Inicialmente, a ideia da reforma era atribuir aos Estados e Distrito Federal os novos IVA e Imposto Seletivo. Mas, de acordo com um dos documentos sobre a reforma elaborados pelo relator, “as simulações mostraram um grave inconveniente nessa solução: o repasse de recursos dos Estados e Distrito Federal para a União, para compensar a perda de receitas pelo fim do PIS/Pasep, Cofins e IPI, seria da ordem de 40% da arrecadação do IVA e do Seletivo. Além disso, a esse percentual teria que ser acrescida a parcela dos municípios, superior a 20%, para repor o fim do ISS e a cota-parte de 25% do ICMS.”

Assim, o Imposto Seletivo foi destinado à União, e o IVA aos Estados, administrado por um “Superfisco”, cobrado na origem, onde o produto é fabricado, mas com receita distribuída com base no destino, onde o produto é vendido. Um sistema digital processaria arrecadação e distribuição. O presidente do IBGE, Paulo Rabello de Castro, em evento da entidade empresarial Fecomercio, ofereceu a infraestrutura do instituto para o controle desse processamento.

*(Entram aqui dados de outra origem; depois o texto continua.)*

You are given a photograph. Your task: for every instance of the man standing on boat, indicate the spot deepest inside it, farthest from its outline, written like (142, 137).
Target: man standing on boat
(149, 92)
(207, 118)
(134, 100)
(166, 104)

E o deputado Hauly, na entrevista à TV Câmara, realizada a 21 de fevereiro, também afirmou ter recebido uma oferta de “doação” de um sistema eletrônico de cobrança, feita pelo empresário Miguel  Abuhab, dono da Neogrid, empresa de informática com sede em Santa Catarina, que produz sofware para gestão de cadeia de suprimentos.